In 1960, Dr. Uchida was appointed Director of the Department of Medical Genetics at the Children's Hospital in Winnipeg, Manitoba, and began teaching at the University of Manitoba. After scientists in France discovered that people with Down syndrome had 47 chromosomes instead of the normal 46, she decided to investigate the cause of the extra chromosome. Cytogenetics, the study of chromosomes in cells, focuses on the identification and behavior of chromosomes, and Dr. Uchida was the first scientist to bring this technique to Canada. During ward rounds in the nursery to discuss the cytogenetics of Down syndrome as well as a birth-defect syndrome found to be caused by trisomy 18, Dr. Uchida investigated the possibility of a newborn with this birth defect. She persuaded her lab, then studying chromosomes of fruit flies, to study the chromosomes from the blood sample taken from the nursery, found trisomy, and started Canada's first clinical cytogenetics program.

In her career as a professor at the University of Manitoba, Dr. Uchida facilitated two studies to investigate a possible connection between extensive maternal radiation and Down syndrome births. The studies she conducted involved 972 children in each category studied, and she found strong evidence that abdominal x-ray exposure led to nondisjunction in their pregnancies and risk of birth defects.

In 1970, Dr.

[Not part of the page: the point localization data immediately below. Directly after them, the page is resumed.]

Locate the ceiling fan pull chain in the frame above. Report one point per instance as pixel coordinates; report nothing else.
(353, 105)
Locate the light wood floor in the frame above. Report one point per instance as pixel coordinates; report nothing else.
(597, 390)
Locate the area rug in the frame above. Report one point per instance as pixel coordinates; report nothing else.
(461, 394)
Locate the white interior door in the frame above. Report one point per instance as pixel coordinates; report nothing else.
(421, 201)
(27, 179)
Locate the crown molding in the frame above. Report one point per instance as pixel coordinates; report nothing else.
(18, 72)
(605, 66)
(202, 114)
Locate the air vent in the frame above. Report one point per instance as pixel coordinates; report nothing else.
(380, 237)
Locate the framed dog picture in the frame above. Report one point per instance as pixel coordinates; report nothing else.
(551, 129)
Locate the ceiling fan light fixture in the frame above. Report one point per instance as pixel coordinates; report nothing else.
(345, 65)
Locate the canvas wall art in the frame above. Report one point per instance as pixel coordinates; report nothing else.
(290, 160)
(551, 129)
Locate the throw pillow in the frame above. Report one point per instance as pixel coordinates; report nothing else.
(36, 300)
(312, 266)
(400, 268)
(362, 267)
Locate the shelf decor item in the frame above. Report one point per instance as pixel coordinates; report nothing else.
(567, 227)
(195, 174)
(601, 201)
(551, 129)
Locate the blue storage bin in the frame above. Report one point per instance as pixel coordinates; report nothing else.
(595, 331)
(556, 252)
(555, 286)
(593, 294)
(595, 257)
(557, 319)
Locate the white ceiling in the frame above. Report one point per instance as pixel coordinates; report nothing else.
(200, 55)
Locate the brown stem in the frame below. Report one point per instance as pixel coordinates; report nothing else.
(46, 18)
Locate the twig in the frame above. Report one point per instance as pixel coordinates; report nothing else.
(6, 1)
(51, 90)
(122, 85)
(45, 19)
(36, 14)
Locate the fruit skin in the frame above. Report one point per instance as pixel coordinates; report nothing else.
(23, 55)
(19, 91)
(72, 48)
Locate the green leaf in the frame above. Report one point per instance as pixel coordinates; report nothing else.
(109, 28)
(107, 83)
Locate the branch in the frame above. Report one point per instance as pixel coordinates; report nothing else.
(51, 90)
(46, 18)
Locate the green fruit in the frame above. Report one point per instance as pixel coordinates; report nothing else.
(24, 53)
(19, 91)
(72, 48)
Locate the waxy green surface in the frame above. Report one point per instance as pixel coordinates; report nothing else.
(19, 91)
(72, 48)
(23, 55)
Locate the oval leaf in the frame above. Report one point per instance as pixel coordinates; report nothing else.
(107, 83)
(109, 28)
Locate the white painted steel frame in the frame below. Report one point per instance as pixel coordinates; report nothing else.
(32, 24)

Uchida founded the Cytogenetics Laboratory at McMaster University in Hamilton, Ontario. Her expertise in genetics led to her becoming the President of the American Society of Human Genetics in 1960, a member of the Science Council of Canada from 1970 to 1973, a member of the Advisory Committee on Genetic Services for Ontario in 1979, a consultant to the American Board of Medical Genetics in 1980, and a member of the Canadian College of Medical Geneticists from 1980 to 1984, among other things.

Dr. Uchida was the director of the Cytogenetics Laboratory in Oshawa, Ontario, and was responsible for diagnosing chromosome differences in patients with abnormalities and developmental disabilities as well as diagnosed irregularities in the chromosomes of fetuses.

Dr. Uchida published more than 95 scientific papers and received numerous awards for her research including Woman of the Century 1867-1967 for Manitoba and the Order of Canada in 1993.

== Death ==
After suffering from Alzheimer's disease for over a decade, Irene died in a nursing home in Toronto on July 30, 2013, at the age of 96. She left us many discoveries.